Smokin’ Veggie Gumbo

Smokin’ Veggie Gumbo

Serves: 6-8 Time: 1 Hour & 30 Minutes

This is the hearty kind of veggie gumbo that sticks to your ribs! With a smoky hint from roasted red pepper and (optionally) a splash of liquid smoke, you can create heart healthy and nutritious gumbo for the entire family. Serve this gumbo with a scoop a white rice, corn bread, French bread, or a crispy green salad.

Ingredients

1/2 cup vegan butter or margarine

1/4 cup all-purpose flour

2 medium yellow onions, small dice

2 green bell peppers, small dice

1 stalk celery, thinly sliced

4 cloves garlic, minced

1 (10-oz) package frozen okra, thawed and thinly sliced (or if you have fresh okra that is preferred)

1 (28-oz) can diced tomatoes with juice, preferably fire-roasted tomatoes

3 roasted red peppers, jarred, chopped into fine dice

1 (16-oz) can red kidney beans, drained and rinsed

3 cups vegetable broth

1 cup ale-style beer (or replace with another cup of broth if gluten-free)

3 Tbs tomato paste

2 tsp dried oregano

1/4 tsp all spice

1/2 tsp liquid smoke* (optional)

2 bay leaves

4-5 sprigs of thyme

Pinch of cayenne

1 tsp salt, or to taste

1-2 pinches of freshly ground black pepper

Optional toppings: Fresh green onions, chopped and hot sauce

Directions

First we’re going to make a roux! To get started, preheat a large stockpot over medium-low heat. Then, place the vegan butter/margarine in the pot and stir until it has melted. Sprinkle in flour and stir to dissolve it. Cook the flour-butter mixture, stirring frequently until the color is caramel and has a toasty smell, approximately 10-12 minutes.

Next, add the chopped onions and bell pepper to the roux and coat them completely. Raise the heat to medium-high and cook for another 12 minutes, at least until the vegetables have softened.

Then, add the celery, garlic, and okra and cook for another 5-7 minutes.

Add the tomatoes, roasted red pepper, kidney beans, and vegetable broth.
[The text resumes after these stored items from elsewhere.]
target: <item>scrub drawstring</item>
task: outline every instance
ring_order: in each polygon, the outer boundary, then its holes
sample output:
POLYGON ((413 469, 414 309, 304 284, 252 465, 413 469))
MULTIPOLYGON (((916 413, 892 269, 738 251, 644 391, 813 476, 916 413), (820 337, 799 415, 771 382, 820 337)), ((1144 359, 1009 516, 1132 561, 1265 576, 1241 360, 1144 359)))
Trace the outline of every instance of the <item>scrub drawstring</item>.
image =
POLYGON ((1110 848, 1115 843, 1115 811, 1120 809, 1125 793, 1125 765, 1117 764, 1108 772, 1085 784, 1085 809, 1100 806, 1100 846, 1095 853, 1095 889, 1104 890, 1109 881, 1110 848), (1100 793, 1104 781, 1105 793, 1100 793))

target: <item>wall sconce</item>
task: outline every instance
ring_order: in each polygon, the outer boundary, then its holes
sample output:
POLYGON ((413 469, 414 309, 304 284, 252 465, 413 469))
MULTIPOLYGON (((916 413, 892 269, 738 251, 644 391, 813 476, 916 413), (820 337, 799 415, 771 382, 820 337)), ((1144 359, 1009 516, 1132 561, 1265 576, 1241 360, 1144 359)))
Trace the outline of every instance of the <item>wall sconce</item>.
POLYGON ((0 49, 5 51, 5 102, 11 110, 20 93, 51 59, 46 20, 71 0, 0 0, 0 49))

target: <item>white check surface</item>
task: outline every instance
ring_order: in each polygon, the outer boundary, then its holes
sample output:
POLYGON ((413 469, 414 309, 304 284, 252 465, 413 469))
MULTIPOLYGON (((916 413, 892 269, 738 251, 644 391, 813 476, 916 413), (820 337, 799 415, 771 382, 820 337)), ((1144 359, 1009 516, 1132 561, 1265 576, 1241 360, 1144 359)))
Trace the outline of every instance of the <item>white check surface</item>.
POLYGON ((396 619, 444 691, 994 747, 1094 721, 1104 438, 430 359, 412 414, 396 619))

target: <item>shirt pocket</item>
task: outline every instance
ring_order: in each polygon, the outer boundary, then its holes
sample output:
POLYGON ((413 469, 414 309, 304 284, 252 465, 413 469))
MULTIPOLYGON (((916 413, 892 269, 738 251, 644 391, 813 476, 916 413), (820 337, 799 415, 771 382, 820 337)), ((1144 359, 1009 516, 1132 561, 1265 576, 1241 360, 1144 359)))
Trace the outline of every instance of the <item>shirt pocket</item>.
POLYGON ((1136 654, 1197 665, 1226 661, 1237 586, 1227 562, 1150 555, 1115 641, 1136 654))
Then, mix in the ale (if being used) and tomato paste. Stir in completely to ensure it is fully incorporated.

Afterward, add the allspice, liquid smoke, bay leaves and thyme sprigs. Stir in then raise the heat to bring the pot to a gentle boil. Once boiling, lower the heat back to medium and partially cover with a lid.

Allow the gumbo to simmer for 35-45 minutes, stirring occasionally. The okra should be very tender once the dish is done. Allow to cool for another 15 minutes before serving and then season with salt, black pepper, and cayenne. Optionally top with green onions and a splash of hot sauce.

Serve with rice or bread and salad and enjoy! You can store the leftovers in the refrigerator for 4-5 days or store in the freezer for 1 1/2 weeks.